EAAI Journal 2025 Journal Article
An ensemble-based transfer testing method for Large Language Models
- Yuanxin Qiao
- Yong Liu
- Xiang Chen
- Zhanqi Cui
Large Language Models (LLMs) can pose serious risks in real-world applications due to their potential for erroneous behavior, necessitating comprehensive and effective testing of LLMs. To assess the robustness of LLMs, adversarial attacks are typically conducted by constructing adversarial examples. Previous methods often require extensive queries and access to the internal information of the victim model. However, the internal information of most black-box LLMs is not accessible, rendering these testing methods infeasible. In addition, excessive queries to commercial black-box LLMs may incur substantial costs. To address these issues, this paper proposes an Ensemble-based Transfer Testing method for Large Language Models (ETTLLM).
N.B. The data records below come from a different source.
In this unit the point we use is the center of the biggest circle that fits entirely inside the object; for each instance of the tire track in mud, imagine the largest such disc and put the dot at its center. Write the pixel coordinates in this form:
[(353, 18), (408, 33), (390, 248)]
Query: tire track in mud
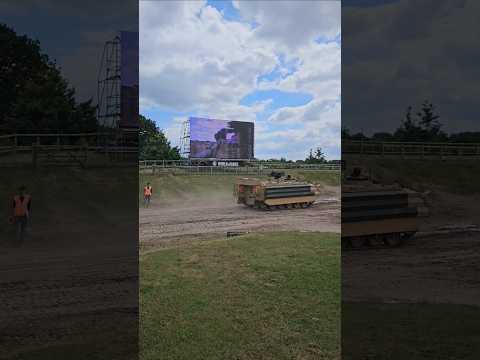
[(161, 223)]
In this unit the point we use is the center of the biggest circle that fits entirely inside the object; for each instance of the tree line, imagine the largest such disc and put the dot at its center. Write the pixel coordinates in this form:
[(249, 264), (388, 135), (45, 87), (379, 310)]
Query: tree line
[(34, 95), (422, 125)]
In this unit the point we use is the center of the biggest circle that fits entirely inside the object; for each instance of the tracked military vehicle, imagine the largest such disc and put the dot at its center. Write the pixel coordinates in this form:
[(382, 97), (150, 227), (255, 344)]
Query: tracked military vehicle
[(279, 192), (377, 215)]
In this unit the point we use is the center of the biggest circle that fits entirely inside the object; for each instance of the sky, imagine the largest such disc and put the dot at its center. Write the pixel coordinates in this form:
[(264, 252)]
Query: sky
[(277, 64), (399, 53)]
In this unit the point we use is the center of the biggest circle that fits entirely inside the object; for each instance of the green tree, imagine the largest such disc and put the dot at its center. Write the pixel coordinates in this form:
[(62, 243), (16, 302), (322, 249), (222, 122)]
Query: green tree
[(425, 127), (34, 95), (153, 144)]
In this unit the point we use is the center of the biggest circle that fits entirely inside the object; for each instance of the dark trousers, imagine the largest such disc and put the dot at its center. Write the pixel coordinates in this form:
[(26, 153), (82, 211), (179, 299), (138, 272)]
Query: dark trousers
[(21, 227)]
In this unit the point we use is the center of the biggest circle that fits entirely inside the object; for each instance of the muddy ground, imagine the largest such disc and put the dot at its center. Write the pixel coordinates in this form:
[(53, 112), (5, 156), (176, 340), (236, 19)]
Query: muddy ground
[(71, 289), (161, 224)]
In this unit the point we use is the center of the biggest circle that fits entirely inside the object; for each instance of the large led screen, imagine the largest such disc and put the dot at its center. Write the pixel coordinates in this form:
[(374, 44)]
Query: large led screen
[(220, 139), (129, 79)]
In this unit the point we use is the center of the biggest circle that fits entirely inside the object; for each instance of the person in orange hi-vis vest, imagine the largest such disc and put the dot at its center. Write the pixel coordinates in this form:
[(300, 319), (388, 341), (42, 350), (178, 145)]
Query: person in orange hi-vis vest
[(147, 194), (22, 203)]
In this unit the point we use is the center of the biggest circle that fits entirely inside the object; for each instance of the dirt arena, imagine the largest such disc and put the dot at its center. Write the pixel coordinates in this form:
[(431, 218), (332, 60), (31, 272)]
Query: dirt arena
[(161, 224)]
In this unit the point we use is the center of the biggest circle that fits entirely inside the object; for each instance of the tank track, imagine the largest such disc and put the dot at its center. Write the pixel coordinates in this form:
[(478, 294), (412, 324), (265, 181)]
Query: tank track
[(265, 207), (378, 241)]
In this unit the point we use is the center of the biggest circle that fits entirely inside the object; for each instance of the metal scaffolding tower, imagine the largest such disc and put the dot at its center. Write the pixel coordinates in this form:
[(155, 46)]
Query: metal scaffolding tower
[(109, 85)]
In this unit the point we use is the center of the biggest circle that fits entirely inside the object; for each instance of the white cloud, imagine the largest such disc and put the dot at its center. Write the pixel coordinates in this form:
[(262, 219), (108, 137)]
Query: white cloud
[(194, 61), (403, 53)]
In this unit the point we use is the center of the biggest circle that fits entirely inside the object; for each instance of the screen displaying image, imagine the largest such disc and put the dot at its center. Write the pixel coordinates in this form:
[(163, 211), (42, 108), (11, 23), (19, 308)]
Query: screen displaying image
[(220, 139), (129, 79)]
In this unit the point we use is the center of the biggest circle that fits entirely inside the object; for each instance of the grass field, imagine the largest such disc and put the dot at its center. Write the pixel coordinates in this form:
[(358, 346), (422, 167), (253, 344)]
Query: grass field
[(410, 331), (172, 188), (258, 296)]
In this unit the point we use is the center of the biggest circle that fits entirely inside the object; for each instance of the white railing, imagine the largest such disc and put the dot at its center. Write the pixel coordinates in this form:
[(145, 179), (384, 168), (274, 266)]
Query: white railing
[(250, 164), (411, 149)]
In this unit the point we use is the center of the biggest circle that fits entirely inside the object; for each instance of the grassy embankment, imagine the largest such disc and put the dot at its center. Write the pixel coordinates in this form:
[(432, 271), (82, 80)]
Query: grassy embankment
[(259, 296)]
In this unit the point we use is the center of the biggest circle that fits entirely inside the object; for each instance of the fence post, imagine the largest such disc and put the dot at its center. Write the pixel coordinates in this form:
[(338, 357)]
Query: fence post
[(15, 144), (34, 155)]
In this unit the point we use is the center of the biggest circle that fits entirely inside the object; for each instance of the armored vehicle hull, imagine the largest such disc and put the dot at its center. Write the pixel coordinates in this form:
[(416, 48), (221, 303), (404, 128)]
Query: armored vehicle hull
[(270, 195)]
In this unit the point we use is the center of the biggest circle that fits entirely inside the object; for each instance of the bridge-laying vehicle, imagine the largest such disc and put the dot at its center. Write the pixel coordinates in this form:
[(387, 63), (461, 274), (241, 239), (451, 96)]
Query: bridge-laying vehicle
[(374, 213), (278, 192)]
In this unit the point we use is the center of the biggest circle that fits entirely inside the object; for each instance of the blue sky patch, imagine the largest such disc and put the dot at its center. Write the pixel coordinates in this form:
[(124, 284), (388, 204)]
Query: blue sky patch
[(226, 8)]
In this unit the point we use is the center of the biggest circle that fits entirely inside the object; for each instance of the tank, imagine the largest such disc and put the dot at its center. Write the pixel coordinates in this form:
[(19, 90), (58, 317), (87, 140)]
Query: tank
[(374, 214), (279, 192)]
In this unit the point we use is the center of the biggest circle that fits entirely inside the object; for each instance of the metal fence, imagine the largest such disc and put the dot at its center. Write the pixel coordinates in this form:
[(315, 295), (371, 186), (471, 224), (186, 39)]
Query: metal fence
[(251, 166), (421, 150)]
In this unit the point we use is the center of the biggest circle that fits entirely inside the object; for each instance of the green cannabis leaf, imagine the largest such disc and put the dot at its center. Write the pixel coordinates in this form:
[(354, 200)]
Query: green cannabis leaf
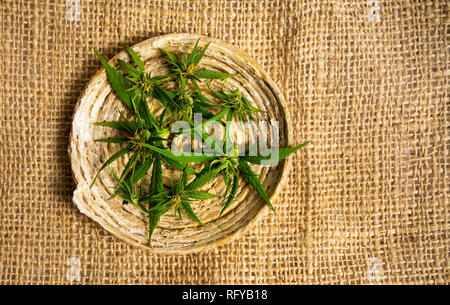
[(145, 138)]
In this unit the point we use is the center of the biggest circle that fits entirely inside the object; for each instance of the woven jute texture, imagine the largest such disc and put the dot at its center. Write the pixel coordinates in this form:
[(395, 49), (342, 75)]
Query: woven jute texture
[(365, 203)]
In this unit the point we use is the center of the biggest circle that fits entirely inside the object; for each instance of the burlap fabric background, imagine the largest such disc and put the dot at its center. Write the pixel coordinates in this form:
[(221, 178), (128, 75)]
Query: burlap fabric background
[(366, 202)]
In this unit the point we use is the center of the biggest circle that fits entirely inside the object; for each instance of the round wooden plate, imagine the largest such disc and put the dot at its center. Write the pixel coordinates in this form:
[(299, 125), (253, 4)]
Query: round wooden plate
[(99, 103)]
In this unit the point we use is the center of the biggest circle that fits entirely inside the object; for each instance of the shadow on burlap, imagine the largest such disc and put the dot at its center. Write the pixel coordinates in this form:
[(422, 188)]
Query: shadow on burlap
[(366, 202)]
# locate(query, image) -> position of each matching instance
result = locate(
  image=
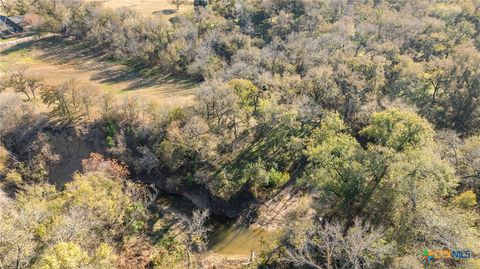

In contrast to previous adversarial testing methods for LLMs, ETTLLM queries white-box surrogates rather than the victim model, thereby significantly reducing testing costs. Moreover, it enhances the transferability and generalization of adversarial examples across diverse real-world classification tasks. Compared to baselines, ETTLLM significantly reduced the number of queries to the victim model, with an average of 1. 6 queries, just 1. 2% of the baselines. Furthermore, the textual similarity and modification rate of the adversarial examples generated by ETTLLM differ from the baselines by no more than 1. 6%, while achieving 70% of the attack success rate compared to the baselines.